(Re)lire L’Esprit des lois, Luigi Delia et Catherine Volpilhac-Auger dir., Presses de la Sorbonne, 2014 Phiippe Audegean

, par Volpilhac-Auger, Catherine

(Re)lire L’Esprit des lois, études réunies par Catherine Volpilhac-Auger et Luigi Delia, Paris, Publications de la Sorbonne, 2014, 196 pages (ISBN : 978-2-85944-799-1)

Issu d’un séminaire qui s’est tenu à l’École normale supérieure de Lyon, ce volume offre une belle illustration du renouvellement critique dont bénéficient depuis une quinzaine d’années les études sur Montesquieu. Consacré à L’Esprit des lois, il ne privilégie ni une approche particulière, ni un thème ou un problème spécifique. Au contraire, il propose une série d’analyses, toutes passionnantes, centrées sur différents aspects de l’œuvre : autant de tensions, de questions et même d’énigmes que ces contributions éclairent à nouveaux frais, avec finesse et profondeur.

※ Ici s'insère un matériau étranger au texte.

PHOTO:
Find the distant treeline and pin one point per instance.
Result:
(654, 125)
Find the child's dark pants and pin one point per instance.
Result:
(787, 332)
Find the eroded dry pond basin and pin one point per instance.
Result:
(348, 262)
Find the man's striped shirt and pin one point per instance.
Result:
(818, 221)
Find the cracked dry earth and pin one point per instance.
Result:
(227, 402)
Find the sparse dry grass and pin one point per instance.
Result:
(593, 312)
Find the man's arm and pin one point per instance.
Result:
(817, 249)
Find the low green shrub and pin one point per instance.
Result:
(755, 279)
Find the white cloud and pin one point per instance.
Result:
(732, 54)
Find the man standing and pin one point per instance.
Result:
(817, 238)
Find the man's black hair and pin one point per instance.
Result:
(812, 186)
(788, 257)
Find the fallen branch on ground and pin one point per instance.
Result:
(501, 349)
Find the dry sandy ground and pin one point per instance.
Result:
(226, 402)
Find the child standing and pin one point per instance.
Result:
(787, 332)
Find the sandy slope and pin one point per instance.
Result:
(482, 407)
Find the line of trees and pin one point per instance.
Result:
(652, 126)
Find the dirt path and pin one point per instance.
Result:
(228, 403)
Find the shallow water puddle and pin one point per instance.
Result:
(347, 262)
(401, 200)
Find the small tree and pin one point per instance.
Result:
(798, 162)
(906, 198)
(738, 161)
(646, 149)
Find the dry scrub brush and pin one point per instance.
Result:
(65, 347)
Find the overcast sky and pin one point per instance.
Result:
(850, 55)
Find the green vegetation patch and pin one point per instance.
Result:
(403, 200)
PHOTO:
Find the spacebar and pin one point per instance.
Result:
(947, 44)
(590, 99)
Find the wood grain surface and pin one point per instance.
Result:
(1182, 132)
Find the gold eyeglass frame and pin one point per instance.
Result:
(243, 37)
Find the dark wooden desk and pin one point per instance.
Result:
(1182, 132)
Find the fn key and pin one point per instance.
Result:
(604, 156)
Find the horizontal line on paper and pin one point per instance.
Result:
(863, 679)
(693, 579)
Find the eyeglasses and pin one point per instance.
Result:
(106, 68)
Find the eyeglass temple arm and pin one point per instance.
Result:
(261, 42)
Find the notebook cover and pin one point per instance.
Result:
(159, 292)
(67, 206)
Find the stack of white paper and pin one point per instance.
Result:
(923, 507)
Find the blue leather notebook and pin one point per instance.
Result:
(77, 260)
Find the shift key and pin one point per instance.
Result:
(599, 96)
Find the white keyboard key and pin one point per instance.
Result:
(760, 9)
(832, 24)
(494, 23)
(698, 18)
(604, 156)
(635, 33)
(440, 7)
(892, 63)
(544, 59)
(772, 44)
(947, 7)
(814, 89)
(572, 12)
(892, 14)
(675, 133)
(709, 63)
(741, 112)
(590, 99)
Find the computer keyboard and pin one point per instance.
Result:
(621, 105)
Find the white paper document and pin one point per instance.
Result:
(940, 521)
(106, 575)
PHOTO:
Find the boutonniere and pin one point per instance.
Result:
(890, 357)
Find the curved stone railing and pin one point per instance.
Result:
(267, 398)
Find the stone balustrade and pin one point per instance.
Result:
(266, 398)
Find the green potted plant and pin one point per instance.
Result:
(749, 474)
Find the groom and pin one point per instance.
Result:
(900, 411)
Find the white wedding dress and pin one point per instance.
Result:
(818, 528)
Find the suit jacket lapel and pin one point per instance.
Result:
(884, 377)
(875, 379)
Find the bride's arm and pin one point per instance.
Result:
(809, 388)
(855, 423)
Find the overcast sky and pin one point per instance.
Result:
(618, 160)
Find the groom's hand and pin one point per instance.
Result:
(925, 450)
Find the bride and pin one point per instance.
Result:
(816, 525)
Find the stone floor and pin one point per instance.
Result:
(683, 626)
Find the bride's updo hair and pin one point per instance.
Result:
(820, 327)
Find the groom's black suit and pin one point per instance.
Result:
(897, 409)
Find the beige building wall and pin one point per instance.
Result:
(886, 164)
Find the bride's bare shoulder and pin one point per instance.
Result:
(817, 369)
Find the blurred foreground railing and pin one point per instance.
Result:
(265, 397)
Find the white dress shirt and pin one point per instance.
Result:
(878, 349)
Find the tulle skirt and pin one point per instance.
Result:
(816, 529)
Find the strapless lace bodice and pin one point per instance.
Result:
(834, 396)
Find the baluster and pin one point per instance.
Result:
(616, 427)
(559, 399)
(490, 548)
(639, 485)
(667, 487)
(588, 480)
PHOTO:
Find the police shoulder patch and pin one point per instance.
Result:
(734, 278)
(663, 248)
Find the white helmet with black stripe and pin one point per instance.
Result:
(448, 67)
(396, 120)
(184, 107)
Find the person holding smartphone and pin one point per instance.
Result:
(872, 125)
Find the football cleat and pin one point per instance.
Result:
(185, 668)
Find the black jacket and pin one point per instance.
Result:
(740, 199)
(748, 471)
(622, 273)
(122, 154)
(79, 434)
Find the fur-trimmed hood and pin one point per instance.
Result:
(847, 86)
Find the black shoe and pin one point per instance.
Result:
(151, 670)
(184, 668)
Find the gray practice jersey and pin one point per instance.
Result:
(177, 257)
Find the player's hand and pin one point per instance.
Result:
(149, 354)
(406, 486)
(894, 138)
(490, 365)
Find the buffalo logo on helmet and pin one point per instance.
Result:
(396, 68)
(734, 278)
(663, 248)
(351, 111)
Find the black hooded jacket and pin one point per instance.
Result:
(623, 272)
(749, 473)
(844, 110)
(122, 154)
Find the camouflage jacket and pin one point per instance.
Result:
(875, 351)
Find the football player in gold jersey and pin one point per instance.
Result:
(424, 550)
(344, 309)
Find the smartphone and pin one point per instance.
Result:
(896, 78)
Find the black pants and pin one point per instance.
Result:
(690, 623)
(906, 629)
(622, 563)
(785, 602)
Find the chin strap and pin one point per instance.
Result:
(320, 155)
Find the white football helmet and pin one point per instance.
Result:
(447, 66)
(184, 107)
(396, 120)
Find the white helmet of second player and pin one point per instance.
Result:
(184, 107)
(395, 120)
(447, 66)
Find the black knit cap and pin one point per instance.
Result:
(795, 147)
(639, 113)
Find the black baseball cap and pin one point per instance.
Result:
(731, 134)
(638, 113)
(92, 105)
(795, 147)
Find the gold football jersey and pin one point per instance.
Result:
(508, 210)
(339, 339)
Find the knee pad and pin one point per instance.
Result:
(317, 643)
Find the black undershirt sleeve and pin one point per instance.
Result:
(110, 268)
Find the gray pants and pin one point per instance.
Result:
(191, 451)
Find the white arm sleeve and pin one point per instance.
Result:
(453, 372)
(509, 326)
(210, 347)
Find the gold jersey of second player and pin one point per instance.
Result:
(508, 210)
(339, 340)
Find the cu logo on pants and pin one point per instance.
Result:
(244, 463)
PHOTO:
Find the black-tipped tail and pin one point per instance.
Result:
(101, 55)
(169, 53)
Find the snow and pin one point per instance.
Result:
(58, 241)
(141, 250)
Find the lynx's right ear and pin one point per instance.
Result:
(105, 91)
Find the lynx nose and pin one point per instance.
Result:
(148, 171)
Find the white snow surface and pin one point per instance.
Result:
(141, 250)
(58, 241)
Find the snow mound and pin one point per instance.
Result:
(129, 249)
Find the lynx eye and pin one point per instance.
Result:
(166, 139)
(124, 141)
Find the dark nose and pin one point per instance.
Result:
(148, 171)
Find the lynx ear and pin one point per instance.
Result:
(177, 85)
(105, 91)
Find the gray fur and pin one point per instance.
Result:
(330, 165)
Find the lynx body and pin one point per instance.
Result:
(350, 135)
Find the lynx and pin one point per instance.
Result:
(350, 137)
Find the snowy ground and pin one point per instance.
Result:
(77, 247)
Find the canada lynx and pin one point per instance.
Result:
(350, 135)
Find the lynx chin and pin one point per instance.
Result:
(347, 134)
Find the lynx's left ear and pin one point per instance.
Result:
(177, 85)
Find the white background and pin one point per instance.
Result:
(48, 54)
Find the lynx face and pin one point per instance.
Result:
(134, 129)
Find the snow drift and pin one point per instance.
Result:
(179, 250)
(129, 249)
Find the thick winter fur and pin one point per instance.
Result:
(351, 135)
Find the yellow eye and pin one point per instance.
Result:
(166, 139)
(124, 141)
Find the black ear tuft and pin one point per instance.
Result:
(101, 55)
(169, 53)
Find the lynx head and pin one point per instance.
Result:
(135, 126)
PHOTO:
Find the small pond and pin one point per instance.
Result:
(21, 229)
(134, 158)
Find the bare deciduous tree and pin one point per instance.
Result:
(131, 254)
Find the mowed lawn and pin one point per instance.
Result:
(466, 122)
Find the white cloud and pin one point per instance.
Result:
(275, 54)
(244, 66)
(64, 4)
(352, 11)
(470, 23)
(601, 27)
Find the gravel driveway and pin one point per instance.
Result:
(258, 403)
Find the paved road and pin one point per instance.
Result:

Dans sa brève introduction, Catherine Volpilhac-Auger trace d’abord une cartographie très éclairante de ce renouvellement : la bibliographie récente offre une meilleure connaissance de la genèse des œuvres de Montesquieu, dont elle renouvelle également l’interprétation sur des points essentiels. L’Esprit des lois, en particulier, n’apparaît plus comme l’œuvre d’un féodal attaché à ses privilèges : contemporain de la formation de la pensée libérale moderne, son auteur cherche lui aussi à penser les conditions d’une convergence des intérêts individuels en direction du bien commun. De ce point de vue, la question du rapport à la pensée du XVIIe siècle – points de rupture et lignes de continuité – traverse un grand nombre des contributions rassemblées ici : quel héritage Montesquieu recueille-t-il de la théorie de l’amour-propre et du jusnaturalisme moderne ?

Céline Spector s’interroge ainsi sur la disparition du terme d’amour-propre dans L’Esprit des lois. Cette éclipse peut d’abord être expliquée par le fait que, avec ce livre, on passe de la psychologie à la sociologie. Ce passage est crucial : la science des causes et des conditions se substitue aux réflexions sceptiques sur l’inconstance du moi. Mais cette explication est insuffisante : sous un autre nom, l’amour-propre réapparaît en effet dans L’Esprit des lois, puisque c’est à la faveur de l’honneur que « chacun va au bien commun, croyant aller à ses intérêts particuliers » (EL, III, 7). L’augustinisme est ainsi subverti par Montesquieu, puisque la voie du salut se trouve désormais dans les effets naturels de la vanité et dans l’espace immanent de la société civile.

Diego Vernazza poursuit l’enquête sur le rapport de Montesquieu aux auteurs qui l’ont précédé (Pascal, Malebranche, Locke, Leibniz), cette fois autour du thème de l’inquiétude. Le chapitre 27 du livre XIX montre que l’inquiétude des Anglais, déterminée par des conditions climatiques et sociales, explique leur amour de l’indépendance. Or, cet amour ne s’exprime pas dans le repli sur la sphère privée, mais dans la participation ou l’attention aux affaires publiques : aussi procure-t-il l’avantage de « déconcerter les projets de la tyrannie ». À la faveur de cette sociogenèse d’une manière d’être collective, l’inquiétude apparaît ainsi comme le présupposé anthropologique des sociétés libres et modernes.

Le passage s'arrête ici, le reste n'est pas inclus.